Per fortuna solitamente gli schizzi non sono così macabri anche se questa mania ha ormai contagiato tutti. O quasi, perché, secondo i due autori de I disegni dell'inconscio scarabocchia meno chi fa lavori manuali soltanto perché non ha certo il tempo o la possibilità di stare seduto davanti ad un foglio bianco da riempire, attività in questi casi limitata ai momenti di relax, mentre sono certi che nella forma e nei significati i ghirigori da qualche tempo sono diventati unisex: «Ormai vi sono sempre più uomini che dimostrano un animo femminile disegnando fiorellini e donne che schizzano figure geometriche per significare la loro nuova mascolinità», spiega Evi Crotti. «In ogni caso pasticciare una pagina ha un effetto davvero positivo sulla nostra psiche perché è un modo di scaricare la tensione, di sfogare la rabbia e l'ansia quotidiana, per questo è consigliabile farlo anche in particolari momenti della giornata, per esempio di notte quando si soffre d'insonnia».

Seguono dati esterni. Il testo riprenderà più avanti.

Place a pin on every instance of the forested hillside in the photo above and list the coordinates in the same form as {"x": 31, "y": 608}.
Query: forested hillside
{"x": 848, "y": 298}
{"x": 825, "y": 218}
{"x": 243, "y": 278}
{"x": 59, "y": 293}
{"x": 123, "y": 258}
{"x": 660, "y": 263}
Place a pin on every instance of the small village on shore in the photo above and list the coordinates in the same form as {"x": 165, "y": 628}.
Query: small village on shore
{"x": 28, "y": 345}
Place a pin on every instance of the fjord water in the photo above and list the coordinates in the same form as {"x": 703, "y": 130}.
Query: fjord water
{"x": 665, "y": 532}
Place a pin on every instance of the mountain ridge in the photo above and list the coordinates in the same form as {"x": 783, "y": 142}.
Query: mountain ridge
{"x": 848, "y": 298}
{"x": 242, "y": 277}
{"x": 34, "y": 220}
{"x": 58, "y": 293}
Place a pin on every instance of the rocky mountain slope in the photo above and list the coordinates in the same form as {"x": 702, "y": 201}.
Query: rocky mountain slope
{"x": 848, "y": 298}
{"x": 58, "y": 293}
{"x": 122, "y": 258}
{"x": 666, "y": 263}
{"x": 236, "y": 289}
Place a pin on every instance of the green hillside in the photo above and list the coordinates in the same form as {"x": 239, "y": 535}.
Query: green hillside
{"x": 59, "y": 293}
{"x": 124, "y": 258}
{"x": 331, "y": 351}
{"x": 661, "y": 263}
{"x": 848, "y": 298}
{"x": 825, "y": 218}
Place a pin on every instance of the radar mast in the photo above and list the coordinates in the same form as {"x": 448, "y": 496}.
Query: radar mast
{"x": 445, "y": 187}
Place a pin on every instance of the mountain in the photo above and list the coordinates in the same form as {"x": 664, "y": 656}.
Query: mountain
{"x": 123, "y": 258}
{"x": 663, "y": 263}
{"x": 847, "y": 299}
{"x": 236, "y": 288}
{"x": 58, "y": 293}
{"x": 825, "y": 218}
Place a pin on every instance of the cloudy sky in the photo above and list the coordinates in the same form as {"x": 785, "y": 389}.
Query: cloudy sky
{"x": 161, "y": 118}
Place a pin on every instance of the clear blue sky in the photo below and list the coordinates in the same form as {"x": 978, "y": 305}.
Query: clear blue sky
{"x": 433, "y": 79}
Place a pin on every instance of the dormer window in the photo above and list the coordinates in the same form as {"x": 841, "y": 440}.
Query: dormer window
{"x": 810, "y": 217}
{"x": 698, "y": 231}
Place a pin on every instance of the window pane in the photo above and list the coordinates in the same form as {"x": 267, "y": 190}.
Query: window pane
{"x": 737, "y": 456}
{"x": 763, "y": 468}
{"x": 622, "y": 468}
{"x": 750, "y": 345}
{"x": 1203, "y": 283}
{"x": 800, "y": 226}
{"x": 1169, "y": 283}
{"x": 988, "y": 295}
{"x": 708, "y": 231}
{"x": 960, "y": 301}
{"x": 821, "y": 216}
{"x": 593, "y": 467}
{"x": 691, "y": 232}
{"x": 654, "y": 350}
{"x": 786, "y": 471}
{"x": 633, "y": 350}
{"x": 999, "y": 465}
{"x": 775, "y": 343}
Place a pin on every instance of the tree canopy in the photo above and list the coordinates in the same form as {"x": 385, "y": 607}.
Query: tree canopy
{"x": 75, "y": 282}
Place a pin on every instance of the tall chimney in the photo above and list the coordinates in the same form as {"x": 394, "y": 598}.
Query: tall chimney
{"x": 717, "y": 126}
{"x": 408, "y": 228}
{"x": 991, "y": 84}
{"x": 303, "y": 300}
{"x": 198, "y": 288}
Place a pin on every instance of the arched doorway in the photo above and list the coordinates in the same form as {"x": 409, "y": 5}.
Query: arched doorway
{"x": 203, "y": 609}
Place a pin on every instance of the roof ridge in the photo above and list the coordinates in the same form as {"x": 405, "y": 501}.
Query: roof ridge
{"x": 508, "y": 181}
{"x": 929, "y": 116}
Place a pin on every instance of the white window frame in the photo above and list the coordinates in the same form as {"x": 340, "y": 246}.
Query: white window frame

Scarabocchi che non sempre si disegnano, si dimenticano su un tavolo e poi si buttano ma che possono aiutare persino a trovare un lavoro (o a perderlo), perché spesso vengono anche interpretati per capire se la persona che si ha di fronte è indicata per un determinato posto. «Certo, non basta un ghirigoro per capire se un candidato va assunto oppure no», chiarisce la psicopedagogista che è anche consulente aziendale. «Però quello che disegna può dire molto sul suo carattere, sul suo modo di affrontare il lavoro e la vita.